In Italy, the majority of the opposition is in favor of an “Ixit.” The political debate in the country is even further advanced.
Stefano Fassina, a former Deputy Finance Minister and a member of the ruling Democratic Party, argues for an organized dissolution of the euro.
He even envisions an alliance of “national liberation fronts” of left parties and those on the “democratic right.” Indeed, a “liberation front” of right and left united against the euro may well emerge.
This is a development that must be hard to swallow for the “fathers” – yes, it was exclusively fathers — of the euro project.
The negative impact
Instead of validating their core belief, which was that the euro would unify Europe, the common currency, certainly in a prolonged period of a stagnating, if not declining economy, actually leads to more conflicts and dissent between countries.
Worse, instead of supporting democracy, the euro has become the most powerful tool in the arsenal of those who want to end democracy (or use it only for their own, rather cynical purposes).
The problem is that the establishment in most countries is really without much of a defense. After all, the project was pushed through against the loud and well-founded warnings of economists from all over the world.
Now that the currency union is clearly not functioning — and instead of the promised increase in general welfare, is bringing stagnation and unemployment to Europe, the establishment parties cannot admit to have committed the biggest economic mistake since the Second World War.
It was perhaps an honorable mistake, but one that has huge political consequences.
Because politicians in Brussels, Berlin and Paris and the other member states of the euro cannot admit to such a huge miscalculation in the not so recent past, they get more and more detached from reality.
As a consequence, they work hectically from crisis to crisis, without ever getting around to fixing the root causes of the problem. All that is really left for them is to hope for a miracle to occur.
No long term solution
But it won’t. The ECB might have a few more tricks up its sleeve, but – for all its technical finesse and determination, its luck will run out.
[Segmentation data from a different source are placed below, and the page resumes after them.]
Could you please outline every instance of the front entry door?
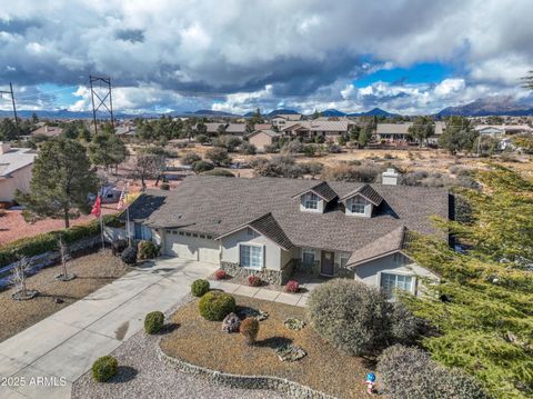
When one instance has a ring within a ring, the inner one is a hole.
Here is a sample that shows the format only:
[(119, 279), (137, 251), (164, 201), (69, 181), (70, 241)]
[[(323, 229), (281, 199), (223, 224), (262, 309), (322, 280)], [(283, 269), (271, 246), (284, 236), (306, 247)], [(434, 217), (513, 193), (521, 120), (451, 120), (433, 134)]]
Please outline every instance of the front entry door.
[(333, 276), (334, 273), (334, 256), (333, 252), (322, 251), (320, 273), (323, 276)]

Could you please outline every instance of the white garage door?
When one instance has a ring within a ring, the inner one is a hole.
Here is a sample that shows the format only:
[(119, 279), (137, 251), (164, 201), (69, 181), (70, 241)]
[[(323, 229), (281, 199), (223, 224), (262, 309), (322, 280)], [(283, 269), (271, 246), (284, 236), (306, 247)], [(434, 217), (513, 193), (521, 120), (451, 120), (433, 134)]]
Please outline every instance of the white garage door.
[(220, 260), (219, 242), (200, 238), (199, 235), (187, 236), (177, 231), (167, 231), (165, 255), (182, 259), (200, 260), (202, 262), (218, 263)]

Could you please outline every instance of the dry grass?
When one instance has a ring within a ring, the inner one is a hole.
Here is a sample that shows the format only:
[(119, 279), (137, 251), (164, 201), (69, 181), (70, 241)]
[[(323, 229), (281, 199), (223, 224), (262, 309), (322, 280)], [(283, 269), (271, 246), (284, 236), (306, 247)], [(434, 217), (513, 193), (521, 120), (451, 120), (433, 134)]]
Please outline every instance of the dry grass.
[[(61, 266), (46, 268), (27, 279), (28, 288), (39, 291), (39, 297), (28, 301), (14, 301), (14, 288), (0, 292), (0, 341), (14, 336), (36, 322), (76, 302), (102, 286), (125, 275), (129, 269), (110, 251), (92, 253), (69, 262), (69, 273), (76, 273), (71, 281), (58, 281)], [(60, 298), (63, 303), (56, 303)]]
[[(276, 376), (340, 398), (364, 397), (368, 368), (363, 359), (340, 353), (318, 337), (308, 325), (300, 331), (283, 326), (288, 318), (305, 319), (302, 308), (235, 296), (239, 306), (266, 311), (260, 322), (258, 342), (244, 343), (239, 333), (222, 332), (221, 322), (207, 321), (198, 311), (198, 300), (178, 309), (172, 321), (180, 327), (161, 341), (162, 350), (184, 361), (239, 375)], [(282, 362), (273, 348), (292, 342), (308, 356), (296, 362)]]

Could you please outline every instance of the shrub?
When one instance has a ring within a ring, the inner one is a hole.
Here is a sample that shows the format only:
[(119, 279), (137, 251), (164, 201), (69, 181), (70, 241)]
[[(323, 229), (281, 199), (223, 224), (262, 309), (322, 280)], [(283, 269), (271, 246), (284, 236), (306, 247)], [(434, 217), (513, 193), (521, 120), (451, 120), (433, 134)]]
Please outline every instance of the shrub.
[(241, 322), (240, 331), (247, 339), (248, 345), (255, 343), (259, 333), (259, 320), (253, 317), (245, 318)]
[(217, 271), (214, 272), (214, 278), (215, 278), (217, 280), (224, 280), (224, 279), (228, 278), (228, 273), (227, 273), (224, 270), (219, 269), (219, 270), (217, 270)]
[(308, 301), (316, 332), (351, 356), (383, 348), (390, 338), (391, 307), (378, 289), (344, 279), (320, 285)]
[(285, 285), (286, 292), (298, 292), (300, 290), (300, 285), (296, 280), (289, 280)]
[(248, 283), (251, 286), (251, 287), (260, 287), (262, 281), (261, 279), (258, 277), (258, 276), (249, 276), (248, 277)]
[(111, 243), (111, 251), (113, 252), (113, 256), (121, 255), (124, 249), (128, 248), (128, 241), (123, 239), (114, 240)]
[(210, 321), (222, 321), (224, 317), (235, 311), (235, 298), (225, 292), (211, 291), (205, 293), (198, 305), (200, 315)]
[(159, 255), (159, 246), (152, 241), (142, 240), (139, 241), (139, 259), (153, 259)]
[(137, 248), (128, 247), (122, 251), (120, 258), (125, 265), (135, 265), (137, 263)]
[(98, 382), (105, 382), (117, 373), (119, 362), (112, 356), (102, 356), (92, 363), (92, 377)]
[(203, 297), (209, 291), (209, 281), (199, 279), (194, 280), (191, 285), (191, 293), (194, 297)]
[(194, 162), (194, 164), (192, 166), (192, 170), (194, 171), (194, 173), (207, 172), (208, 170), (211, 170), (211, 169), (214, 169), (214, 164), (207, 161), (198, 161), (198, 162)]
[(224, 177), (224, 178), (234, 178), (235, 177), (235, 174), (233, 174), (232, 172), (230, 172), (229, 170), (225, 170), (225, 169), (208, 170), (207, 172), (203, 172), (202, 174), (221, 176), (221, 177)]
[(222, 331), (228, 333), (239, 331), (240, 326), (241, 319), (235, 313), (230, 313), (222, 320)]
[(198, 153), (195, 152), (189, 152), (189, 153), (185, 153), (183, 156), (183, 158), (181, 159), (181, 162), (183, 164), (193, 164), (198, 161), (201, 161), (202, 160), (202, 157), (200, 157)]
[(164, 315), (160, 311), (152, 311), (144, 317), (144, 331), (158, 333), (164, 325)]
[(393, 398), (482, 399), (486, 393), (471, 377), (446, 369), (416, 348), (395, 345), (378, 359), (383, 393)]

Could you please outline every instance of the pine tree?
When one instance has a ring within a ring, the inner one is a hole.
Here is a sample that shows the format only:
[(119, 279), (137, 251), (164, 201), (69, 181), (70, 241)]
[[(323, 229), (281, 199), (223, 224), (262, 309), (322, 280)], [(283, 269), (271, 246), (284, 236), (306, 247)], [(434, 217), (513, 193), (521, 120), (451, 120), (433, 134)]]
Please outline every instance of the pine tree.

A central bank is in no position to resolve the issues of too much debt (=fiscal policy) and diverging competitiveness (=economic policy).
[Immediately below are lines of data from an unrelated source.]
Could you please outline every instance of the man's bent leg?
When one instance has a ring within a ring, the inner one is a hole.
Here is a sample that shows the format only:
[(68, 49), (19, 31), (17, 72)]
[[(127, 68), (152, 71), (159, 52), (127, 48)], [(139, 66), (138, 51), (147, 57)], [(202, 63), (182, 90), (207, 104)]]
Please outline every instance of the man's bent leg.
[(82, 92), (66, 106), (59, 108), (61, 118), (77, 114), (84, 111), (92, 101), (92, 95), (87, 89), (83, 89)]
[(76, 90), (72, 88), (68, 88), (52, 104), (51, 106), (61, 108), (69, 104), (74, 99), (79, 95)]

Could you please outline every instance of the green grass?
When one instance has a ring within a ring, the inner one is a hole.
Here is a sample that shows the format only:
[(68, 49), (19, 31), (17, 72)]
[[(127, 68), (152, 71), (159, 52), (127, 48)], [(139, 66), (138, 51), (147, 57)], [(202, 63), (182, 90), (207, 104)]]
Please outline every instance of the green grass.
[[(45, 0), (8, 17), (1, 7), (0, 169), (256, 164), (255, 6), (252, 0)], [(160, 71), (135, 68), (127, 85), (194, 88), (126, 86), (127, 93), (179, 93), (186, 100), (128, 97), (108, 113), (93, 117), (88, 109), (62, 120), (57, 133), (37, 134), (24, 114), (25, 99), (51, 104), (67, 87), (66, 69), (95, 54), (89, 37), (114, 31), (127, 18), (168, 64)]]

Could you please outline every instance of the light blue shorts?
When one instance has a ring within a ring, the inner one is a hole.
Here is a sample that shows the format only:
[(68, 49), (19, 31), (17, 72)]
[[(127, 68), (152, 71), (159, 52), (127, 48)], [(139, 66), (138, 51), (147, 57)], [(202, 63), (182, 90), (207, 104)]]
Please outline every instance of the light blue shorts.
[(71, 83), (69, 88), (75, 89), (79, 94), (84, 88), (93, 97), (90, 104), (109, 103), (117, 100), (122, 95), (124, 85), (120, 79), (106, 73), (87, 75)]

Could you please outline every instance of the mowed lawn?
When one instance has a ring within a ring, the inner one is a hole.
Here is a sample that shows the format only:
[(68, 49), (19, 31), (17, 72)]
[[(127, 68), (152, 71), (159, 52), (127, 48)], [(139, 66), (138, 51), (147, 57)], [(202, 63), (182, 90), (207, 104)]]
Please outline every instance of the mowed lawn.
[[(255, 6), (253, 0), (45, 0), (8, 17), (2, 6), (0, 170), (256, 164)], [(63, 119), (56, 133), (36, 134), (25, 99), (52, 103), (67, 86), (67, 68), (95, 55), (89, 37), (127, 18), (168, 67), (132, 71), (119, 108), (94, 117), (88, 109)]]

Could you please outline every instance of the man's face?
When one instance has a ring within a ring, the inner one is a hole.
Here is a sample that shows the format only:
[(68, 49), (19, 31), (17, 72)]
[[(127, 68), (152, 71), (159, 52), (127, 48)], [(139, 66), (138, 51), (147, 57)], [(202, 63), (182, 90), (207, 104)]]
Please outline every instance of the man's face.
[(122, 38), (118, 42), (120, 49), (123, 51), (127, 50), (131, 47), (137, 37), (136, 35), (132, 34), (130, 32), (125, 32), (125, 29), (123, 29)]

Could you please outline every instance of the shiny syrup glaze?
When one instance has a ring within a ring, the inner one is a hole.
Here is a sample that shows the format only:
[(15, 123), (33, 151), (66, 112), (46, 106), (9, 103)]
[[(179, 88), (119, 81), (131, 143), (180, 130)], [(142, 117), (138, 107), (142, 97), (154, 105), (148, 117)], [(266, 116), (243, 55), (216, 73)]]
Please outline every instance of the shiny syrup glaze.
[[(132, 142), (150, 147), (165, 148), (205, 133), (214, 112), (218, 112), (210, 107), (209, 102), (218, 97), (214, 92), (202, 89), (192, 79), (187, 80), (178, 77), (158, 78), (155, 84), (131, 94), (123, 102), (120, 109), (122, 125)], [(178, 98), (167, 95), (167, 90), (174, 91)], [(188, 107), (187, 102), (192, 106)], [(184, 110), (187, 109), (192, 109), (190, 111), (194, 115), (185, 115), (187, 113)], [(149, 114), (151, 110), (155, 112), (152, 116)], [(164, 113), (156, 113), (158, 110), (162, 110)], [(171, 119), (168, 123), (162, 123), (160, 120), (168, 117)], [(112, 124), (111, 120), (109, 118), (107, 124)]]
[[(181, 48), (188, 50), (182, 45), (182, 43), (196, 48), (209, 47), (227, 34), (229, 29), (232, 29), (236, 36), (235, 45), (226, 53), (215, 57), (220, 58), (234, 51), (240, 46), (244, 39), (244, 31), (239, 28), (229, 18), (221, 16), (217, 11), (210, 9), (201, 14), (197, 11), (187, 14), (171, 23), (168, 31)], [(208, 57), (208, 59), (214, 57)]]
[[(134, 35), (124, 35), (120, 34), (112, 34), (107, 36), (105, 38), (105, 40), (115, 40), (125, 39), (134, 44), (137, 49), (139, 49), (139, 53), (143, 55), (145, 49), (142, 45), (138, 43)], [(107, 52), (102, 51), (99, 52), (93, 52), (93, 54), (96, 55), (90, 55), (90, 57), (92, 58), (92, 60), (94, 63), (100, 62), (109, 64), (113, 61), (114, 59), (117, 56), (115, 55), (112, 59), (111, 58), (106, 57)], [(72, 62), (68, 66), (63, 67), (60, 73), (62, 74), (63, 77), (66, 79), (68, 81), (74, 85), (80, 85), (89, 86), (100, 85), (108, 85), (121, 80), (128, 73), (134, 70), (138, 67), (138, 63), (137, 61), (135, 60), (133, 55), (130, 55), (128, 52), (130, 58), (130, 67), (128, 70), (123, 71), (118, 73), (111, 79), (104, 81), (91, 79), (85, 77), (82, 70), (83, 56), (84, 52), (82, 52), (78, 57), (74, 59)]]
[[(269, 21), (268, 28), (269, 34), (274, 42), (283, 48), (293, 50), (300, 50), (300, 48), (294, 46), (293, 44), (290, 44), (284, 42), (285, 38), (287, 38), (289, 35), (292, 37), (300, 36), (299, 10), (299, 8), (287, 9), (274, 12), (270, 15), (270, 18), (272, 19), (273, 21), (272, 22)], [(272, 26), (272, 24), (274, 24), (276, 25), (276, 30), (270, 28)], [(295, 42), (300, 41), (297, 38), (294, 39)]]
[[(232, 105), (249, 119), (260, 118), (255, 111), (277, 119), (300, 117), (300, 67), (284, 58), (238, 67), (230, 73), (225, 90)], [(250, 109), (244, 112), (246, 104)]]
Under those circumstances, the established parties effectively do their hardest political opposition’s own bidding.
They give their radical opponents the very ammunition they need to attack the established parties, while generating a lot of resonance for themselves in the public at large.
Even more troublingly, this is no abstract matter. Citizens all over Europe experience the negative consequences of the euro in their daily life.
It doesn’t really help the establishment in that regard to argue that too many ills are put on the back of the common currency. After all, who is to be held responsible for bad developments – if not the government in charge?
In analyzing this situation and assessing the implications, it provides no solace at all that it is not even necessary for the left and the right to win national elections.
Denial and further experimentation
It will suffice if a sizeable enough part of the population supports them in upcoming elections to provoke a shift of the overall politics of a country.
In all likelihood, the story that will likely repeat itself politically is the one about immigration.
What is now, with the benefit of hindsight, perceived as allowing for “too much” immigration before, caused quite a few establishment parties, including in Europe’s presumably “enlightened” north to change its policy stance.
The same goes for the euro. Considered a good idea at the time, the most effective way for establishment parties to forego real political problems for themselves, so they believe, will be to act in an ever more restrictive fashion toward continuing to pursue the euro experiment.